Article 368 of the Indian Constitution
Pandit Jawaharlal Nehru, India’s First Prime Minister, had once said that the Constitution should not be so rigid that it fails to adapt itself to the changing needs of national development and strength. Therefore, the amendment to the Constitution was thought to be a necessity for the Constitution makers. Article 368 of the Indian Constitution deals with the amendment procedure. A major feature of the Constitution of India is that it is neither too rigid nor too flexible. It allows modifications to be made since time is not static. Societies evolve with time, and the law needs to adapt to the same.
Procedure for Amendment
- An amendment to the Constitution of India may be allowed by the introduction of a Bill for the purpose in either House of the Parliament (Lok Sabha or Rajya Sabha). The bill has to be passed in each house by a majority, which is more than 50% of the total membership of that House and by a majority of not less than two-thirds of the members of the House present and voting.
- Then the Bill goes to the President of India for his assent and when such assent is given, the Bill becomes an Act.
Features of the Amending Procedure
The procedure for amendment in India is not as plicated as the system in the U.S.A or in any other rigid Constitution.
- Our Constitution vests constituent power upon the ordinary legislature, i.e., the Parliament of India and there is no separate body that functions for amending the Constitution of India.
- The State Legislatures do not have the authority to initiate any Bill or proposal for amending the Constitution of India. The only procedure is initiating the Bill through the Union Legislature, i.e., the Parliament of India.
- Subject to the provisions of Article 368, the Amendment Bills to the Constitution of India can be passed in the same way as ordinary Bills in the Parliament of India.
- Prior sanction of the President of India is not required for introducing any Bill in the Parliament for amendment of the Constitution of India.
- Ratification by not less than half of the States.
Landmark Supreme Court judgments
Shankari Prasad v. Union of India was the first time when the question of whether Fundamental Rights enshrined under Part III of the Constitution of India, can be amended under Article 368. In this case, the validity of the First Constitutional Amendment was challenged, which had added Article 31A and 31B to the Constitution of India. The Five Judge Bench had stated. Article 368 provides for general and strict power to the Parliament of India to amend the Constitution.

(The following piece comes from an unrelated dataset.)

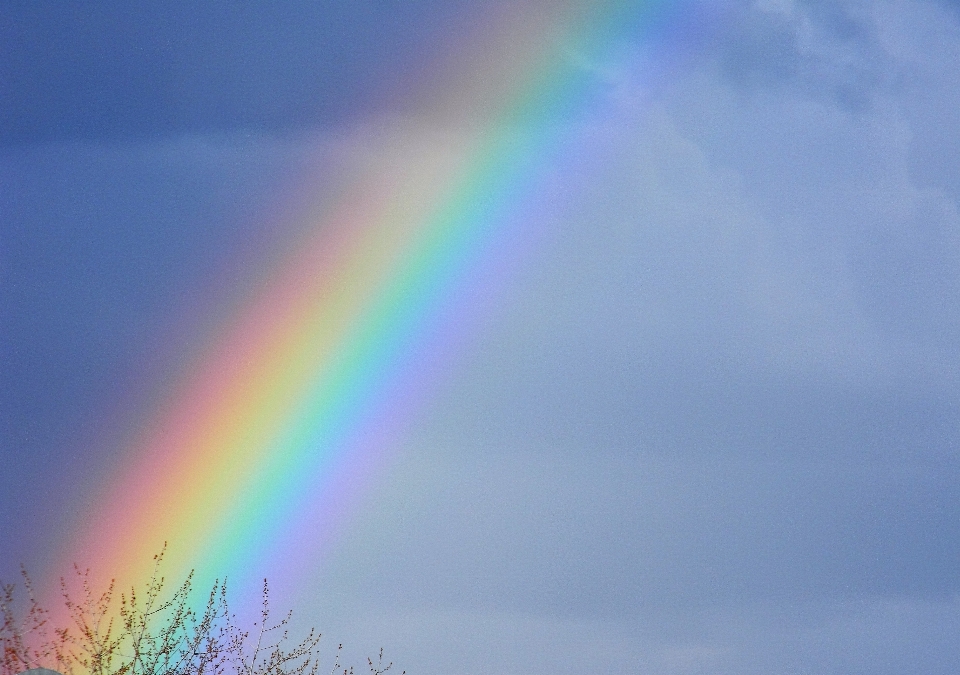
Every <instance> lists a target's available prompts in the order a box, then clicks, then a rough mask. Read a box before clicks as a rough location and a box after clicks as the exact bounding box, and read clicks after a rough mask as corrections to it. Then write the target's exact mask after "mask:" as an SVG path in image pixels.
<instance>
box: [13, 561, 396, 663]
mask: <svg viewBox="0 0 960 675" xmlns="http://www.w3.org/2000/svg"><path fill="white" fill-rule="evenodd" d="M162 561H163V552H161V553H159V554H158V555H156V556H154V570H153V574H152V576H151V578H150V581H149V582H148V583H147V585H146V588H145V589H144V590H142V591H140V592H138V591H137V590H136V589H135V588H131V589H130V592H129V594H121V595H120V600H119V606H117V605H116V603H115V597H116V594H115V584H114V583H113V582H111V583H110V585H109V586H108V587H107V589H106V590H105V591H103V592H101V593H99V594H97V593H96V592H94V590H93V588H92V587H91V584H90V574H89V570H81V569H80V568H79V567H76V566H74V572H75V574H76V580H77V581H78V585H79V588H80V594H79V597H75V596H73V595H72V594H71V593H70V591H69V590H68V584H67V583H66V580H65V579H61V580H60V585H61V591H62V595H63V601H64V605H65V608H66V609H67V614H68V615H69V617H70V624H71V625H70V626H68V627H55V626H53V625H52V623H51V619H50V613H49V611H48V610H46V609H44V608H42V607H41V606H40V604H39V603H38V602H37V600H36V595H35V593H34V589H33V585H32V583H31V581H30V577H29V575H28V574H27V571H26V569H23V568H21V576H22V578H23V585H24V587H25V589H26V592H27V598H26V602H25V603H20V605H25V606H24V607H22V608H21V611H19V612H18V611H17V610H18V604H17V603H16V602H15V597H14V596H15V590H16V587H15V585H14V584H0V619H2V623H0V650H2V653H0V675H17V674H18V673H20V672H22V671H24V670H27V669H30V668H38V667H46V668H51V669H53V670H57V671H59V672H61V673H64V675H317V672H318V669H319V660H318V657H317V650H318V647H319V644H320V634H319V633H317V632H316V631H315V630H313V629H311V630H310V632H309V634H308V635H307V636H306V637H305V638H303V639H302V640H300V641H299V642H293V641H292V640H291V639H290V636H289V632H288V624H289V622H290V618H291V613H287V615H286V617H284V618H283V619H282V620H281V621H279V622H275V623H271V619H270V602H269V587H268V585H267V581H266V579H265V580H264V582H263V601H262V602H263V606H262V609H261V612H260V621H258V622H257V623H255V624H254V626H255V629H254V632H253V634H251V633H250V632H249V631H244V630H241V629H240V628H239V627H238V626H237V623H236V617H235V616H234V615H232V614H231V613H230V611H229V607H228V605H227V587H226V582H221V581H219V580H217V581H215V582H214V583H213V586H212V588H211V589H210V592H209V594H208V595H207V599H206V602H205V604H204V605H203V609H201V610H196V609H194V608H193V607H192V605H191V603H190V599H191V595H192V593H193V573H192V572H191V573H190V574H189V575H187V578H186V579H185V580H184V581H183V583H181V584H180V586H179V587H177V589H176V590H175V591H174V592H173V593H172V595H170V597H168V598H164V596H163V590H164V586H165V579H164V577H163V576H161V575H160V566H161V563H162ZM115 608H116V609H115ZM21 615H22V616H21ZM342 650H343V645H342V644H341V645H339V646H338V648H337V651H336V655H335V657H334V662H333V670H332V673H333V675H353V672H354V669H353V668H352V667H344V666H342V665H341V663H340V658H341V654H342ZM367 663H368V665H369V668H370V673H371V675H384V673H386V672H387V671H388V670H390V668H391V667H392V665H393V663H388V664H387V665H386V666H383V650H382V649H381V650H380V655H379V660H378V661H377V663H376V664H374V662H373V659H369V658H368V659H367ZM404 675H405V673H404Z"/></svg>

Sajjan Singh v. the State of Rajasthan was a case where the validity of the Seventeenth Amendment was challenged. The question raised before the court was that if the seventeenth amendment limits the jurisdiction of High Courts. The apex court quashed the contention. However, the second contention was that even if Article 368 does not expressly declare that power of the Parliament regarding the amendment of Fundamental Rights, the Parliament of India can assume those powers by virtue of a suitable amendment.
Golaknath v. State of Punjab was the case where three amendments, namely, the first, fourth, and seventeenth amendments, were challenged. The bench had eleven judges out of which the majority six-judge bench held that Part 3 of the Constitution (Fundamental Rights) could not be amended by the Parliament of India. Post this judgment of the apex court, and the 24th Amendment was passed in the year 1971, which introduced a change in Article 13 and 368 of the Constitution of India.
Keshvananda Bharati v. Union of India was a landmark case where for the first time, the Supreme Court brought in the doctrine of Basic Structure. The court overruled the judgment of the Golaknath case, and the validity of the 24th, 25th, and the 29th amendment was questioned. Also, the apex court held that article 368 of the Constitution does not empower the Parliament to change, damage, or alter the basic structure of the Constitution of India. The Preamble is actually the basic structure of the Constitution of India.
The same judgment was followed in the case of Indira Nehru Gandhi v. Raj Narayan.
42nd Amendment to the Constitution of India added the words “secular” and “socialist” to the Constitution of India and added clause 4 and 5 to Article 368. This amendment recognized the ultimate power of the Parliament in amending the Constitution of India even after the Supreme Court judgments of Keshvananda Bharati and Raj Narayan.
Article 368 of the Constitution of India provides for the procedure of Amendment to the Constitution of India. The Constitution is neither too rigid nor too flexible. As of March 2019, there have been 103 amendments to the Constitution of India since 1950. The latest amendment amended article 15 and 16 of the Constitution of India which provides for a maximum reservation of 10% for economically weaker sections of classes other than the ones mentioned under clause (4) and clause (5) of Article 15. The Supreme Court has tried to put restrictions to the power of the Parliament through some of its judgments, but the 42nd Amendment went against it. Article 368 itself is silent on the fact whether the Parliament has the authority to amend the basic structure of the Constitution or not.